Subject RE: [Firebird-Architect] blobs causes table fragmentation.
Author Leyne, Sean
Roman,

> Not each access to the record means access to the blob. If in order to
> process a request engine needs to evaluate condition on the row data
> (for example no index can be used for it), the bigger record is, more
> pages you have to read.

But that (bigger record = more pages read) is true regardless of where
the data is stored -- this is why the engine supports large page sizes.


> If you have a lot of relatively small BLOBs, each SELECT that requires
> access to the record would need to do twice as more disk IO as
> compared to the situation where BLOB is stored in separate table with
> an integer primary key.
>
> Current behavior is even more flawed when we consider the API. When we
> do want to improve the performance for small BLOBs that are already
> loaded into memory, why do we require additional network call to
> access BLOB's content? Why don't we send its content right away to the
> client? Currently we fetch records that contain BLOB ids, and then for
> each ID we have to load BLOB segments (in this case that is usually
> one segment)...
>
> Also we believe that access to the BLOB content would happen faster
> because the page is in cache. In Classic with default cache size of 75
> pages that means only cache hit when SELECT fetches less then ~600
> rows described above. For bigger result sets (I assume we have cache
> with LRU policy for replacing pages in it) cache does not play any
> role, because when we finish fetching data, first page is thrown away
> when the record 601 is fetched. Then we start accessing BLOBs starting
> the first row, load page 1 by throwing away page 2 (at that point its
> the oldest one), then we continue to page 2 by throwing away page 3,
> and so on. I suspect that the situation with SuperServer is more or
> less similar under heavy load. Anyway effect of cache hit can be
> completely neglected because of network call latency of 5-10 ms per
> call, you can't fix this (and I suspect that additional disk IO gives
> comparable delays). So we loose on each SELECT that involves access to
> the record regardless whether BLOB is needed or not, but what do we
> actually earn on small BLOBs?

I agree that the current situation is less than ideal.

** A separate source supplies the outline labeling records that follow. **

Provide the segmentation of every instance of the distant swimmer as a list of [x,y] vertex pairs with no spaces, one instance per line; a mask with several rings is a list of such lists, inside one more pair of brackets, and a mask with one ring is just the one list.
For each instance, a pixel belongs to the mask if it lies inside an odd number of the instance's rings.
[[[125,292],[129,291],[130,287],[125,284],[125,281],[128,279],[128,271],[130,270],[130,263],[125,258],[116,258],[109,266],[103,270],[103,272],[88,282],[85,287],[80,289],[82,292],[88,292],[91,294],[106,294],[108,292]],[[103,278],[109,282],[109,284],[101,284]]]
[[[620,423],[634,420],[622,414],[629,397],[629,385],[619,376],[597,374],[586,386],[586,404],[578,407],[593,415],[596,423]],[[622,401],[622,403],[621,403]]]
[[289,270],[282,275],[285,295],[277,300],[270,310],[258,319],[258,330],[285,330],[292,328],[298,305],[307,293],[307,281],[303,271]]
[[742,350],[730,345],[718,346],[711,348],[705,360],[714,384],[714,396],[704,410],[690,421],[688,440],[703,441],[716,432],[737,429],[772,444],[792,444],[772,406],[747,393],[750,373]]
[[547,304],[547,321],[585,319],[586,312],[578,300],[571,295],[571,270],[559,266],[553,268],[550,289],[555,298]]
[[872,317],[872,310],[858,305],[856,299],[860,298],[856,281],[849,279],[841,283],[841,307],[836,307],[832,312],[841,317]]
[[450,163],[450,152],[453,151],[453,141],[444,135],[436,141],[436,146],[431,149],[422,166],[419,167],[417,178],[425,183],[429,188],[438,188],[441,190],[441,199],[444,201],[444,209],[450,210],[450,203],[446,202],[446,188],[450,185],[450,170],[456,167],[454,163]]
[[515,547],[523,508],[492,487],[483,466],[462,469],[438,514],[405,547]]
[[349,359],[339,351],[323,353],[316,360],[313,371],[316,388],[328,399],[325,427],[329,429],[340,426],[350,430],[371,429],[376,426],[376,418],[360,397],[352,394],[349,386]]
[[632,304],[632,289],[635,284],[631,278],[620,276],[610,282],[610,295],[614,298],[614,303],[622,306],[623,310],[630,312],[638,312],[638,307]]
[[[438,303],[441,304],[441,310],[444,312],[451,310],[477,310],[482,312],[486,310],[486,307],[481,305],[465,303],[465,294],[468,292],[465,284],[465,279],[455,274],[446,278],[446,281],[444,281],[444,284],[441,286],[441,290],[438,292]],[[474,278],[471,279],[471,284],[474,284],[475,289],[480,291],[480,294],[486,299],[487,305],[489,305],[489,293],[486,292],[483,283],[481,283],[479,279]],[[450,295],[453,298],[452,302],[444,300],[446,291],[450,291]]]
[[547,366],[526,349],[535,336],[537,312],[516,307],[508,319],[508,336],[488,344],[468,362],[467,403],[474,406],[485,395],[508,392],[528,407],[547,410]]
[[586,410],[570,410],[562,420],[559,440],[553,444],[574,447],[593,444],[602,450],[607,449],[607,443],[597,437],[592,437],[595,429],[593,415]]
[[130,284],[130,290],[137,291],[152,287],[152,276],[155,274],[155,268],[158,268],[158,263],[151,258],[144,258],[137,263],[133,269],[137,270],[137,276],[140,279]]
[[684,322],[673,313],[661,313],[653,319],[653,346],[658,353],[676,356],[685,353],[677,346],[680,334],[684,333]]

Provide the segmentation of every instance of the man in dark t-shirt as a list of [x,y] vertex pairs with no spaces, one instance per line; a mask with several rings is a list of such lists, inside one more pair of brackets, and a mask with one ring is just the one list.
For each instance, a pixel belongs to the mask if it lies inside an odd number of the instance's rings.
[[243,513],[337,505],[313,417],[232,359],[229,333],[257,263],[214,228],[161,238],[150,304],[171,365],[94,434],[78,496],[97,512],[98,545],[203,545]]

But I need to point out: The problem you describe is with the API/wire
protocol! Not with the manner in which the data is stored in the
database!!

If a new wire-protocol allowed for the return of Blobs with the row data
(perhaps to a defined size) then there would be no problem with the
current storage approach.

So let's keep our eye on the ball, and understand where the problems
truly exist.


> Probably I would introduce new data type BINARY(n) of maximum size
> 32000 bytes content of which would be stored on the database page
> (that would be VARCHAR type without all character information, like
> charset, collation, etc.) whose content is sent over the wire together
> with the content of the rest of the fields. People that need objects
> without upper bound should use BLOBs that in this case would be always
> stored separately.

I don't have a problem with a new datatype, but I'm not so sure this
will solve anything -- in fact depending on the page size and the BINARY
size I could see a case where disk I/O would *significantly* increase
(degrading performance).

The big negative for a new type is the inevitable user confusion -- what
is the difference between BLOB and BINARY???


Sean